The fact that more than 95 percent of buildings screened and covered by the large scale tests fail to meet current fire safety standards clearly demonstrates the ambiguity, complexity, and confusion that exists among landlords and local authorities regarding compliance with the standards as well as an urgent need for clearer guidance on UK building regulations.
Current UK regulations and practice have allowed tall buildings to be wrapped in combustible cladding and insulation. We believe that to truly ensure public safety and building resilience, the UK should adopt a simple binary system – with building materials classified as either combustible or non-combustible. We also believe the UK should follow the example set elsewhere in Europe that only non-combustible cladding and insulation be allowed on mid- to high-rise buildings. This system would be a simple, easily implemented, and effective way to safeguard lives and property.

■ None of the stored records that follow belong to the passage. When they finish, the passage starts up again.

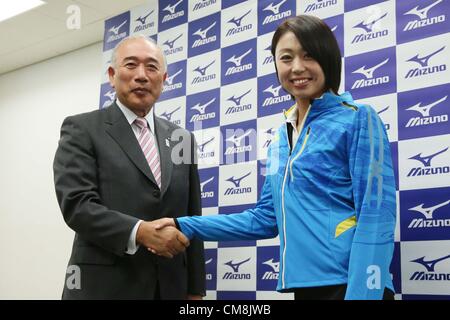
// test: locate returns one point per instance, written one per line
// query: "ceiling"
(42, 33)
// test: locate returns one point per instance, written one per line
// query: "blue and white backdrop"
(222, 86)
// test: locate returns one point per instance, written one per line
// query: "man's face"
(138, 75)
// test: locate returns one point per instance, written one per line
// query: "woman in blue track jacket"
(329, 192)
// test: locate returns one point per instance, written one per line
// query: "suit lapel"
(120, 130)
(165, 150)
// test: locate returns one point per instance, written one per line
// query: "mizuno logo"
(425, 110)
(202, 33)
(201, 147)
(428, 212)
(274, 8)
(115, 29)
(422, 13)
(168, 115)
(202, 185)
(238, 60)
(111, 94)
(368, 26)
(274, 265)
(141, 20)
(237, 181)
(171, 9)
(423, 61)
(426, 161)
(238, 140)
(235, 266)
(202, 71)
(429, 265)
(237, 21)
(275, 92)
(383, 110)
(368, 73)
(237, 100)
(171, 43)
(201, 108)
(169, 80)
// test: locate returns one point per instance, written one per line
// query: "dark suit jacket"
(104, 186)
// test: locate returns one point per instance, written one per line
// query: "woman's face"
(299, 74)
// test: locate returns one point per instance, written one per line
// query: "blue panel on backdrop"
(272, 98)
(204, 35)
(211, 268)
(272, 12)
(236, 210)
(172, 13)
(239, 143)
(351, 5)
(202, 110)
(238, 62)
(209, 186)
(424, 112)
(418, 19)
(267, 268)
(175, 85)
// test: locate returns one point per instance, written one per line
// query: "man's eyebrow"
(134, 58)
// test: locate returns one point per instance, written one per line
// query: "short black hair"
(318, 40)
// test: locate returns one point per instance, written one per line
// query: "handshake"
(161, 237)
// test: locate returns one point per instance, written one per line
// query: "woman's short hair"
(318, 40)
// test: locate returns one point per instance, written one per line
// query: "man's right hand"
(166, 242)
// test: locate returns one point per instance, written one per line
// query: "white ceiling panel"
(42, 33)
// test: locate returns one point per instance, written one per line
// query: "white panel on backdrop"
(265, 58)
(370, 28)
(238, 184)
(173, 110)
(203, 72)
(144, 19)
(236, 269)
(425, 267)
(239, 23)
(238, 102)
(386, 107)
(423, 63)
(208, 141)
(424, 163)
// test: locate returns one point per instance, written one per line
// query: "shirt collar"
(292, 114)
(131, 116)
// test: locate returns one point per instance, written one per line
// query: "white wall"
(35, 243)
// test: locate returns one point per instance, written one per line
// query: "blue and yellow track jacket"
(331, 200)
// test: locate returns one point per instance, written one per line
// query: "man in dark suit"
(118, 169)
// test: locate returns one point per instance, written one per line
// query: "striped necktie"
(148, 146)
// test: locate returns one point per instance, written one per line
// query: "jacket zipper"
(283, 285)
(300, 152)
(284, 214)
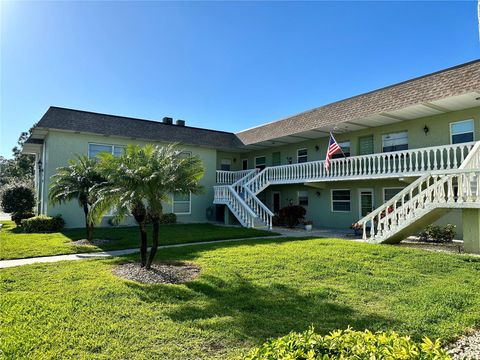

We fully support the DCLG advice from 02 August 2017, which states ‘An obvious option to ensure that the cladding system adequately resists external fire spread, is to replace the system with one where all of the elements of the wall are of limited combustibility’. We believe this should become the standard required for all UK buildings taller than 18 metres as well as for public buildings such as hospitals, nursing homes, and schools.
Individuals, organisations and authorities responsible for or living in tall buildings should ask themselves whether it makes sense to wrap their buildings in combustible materials. It’s hard for us to imagine a scenario where it’s worth taking that risk.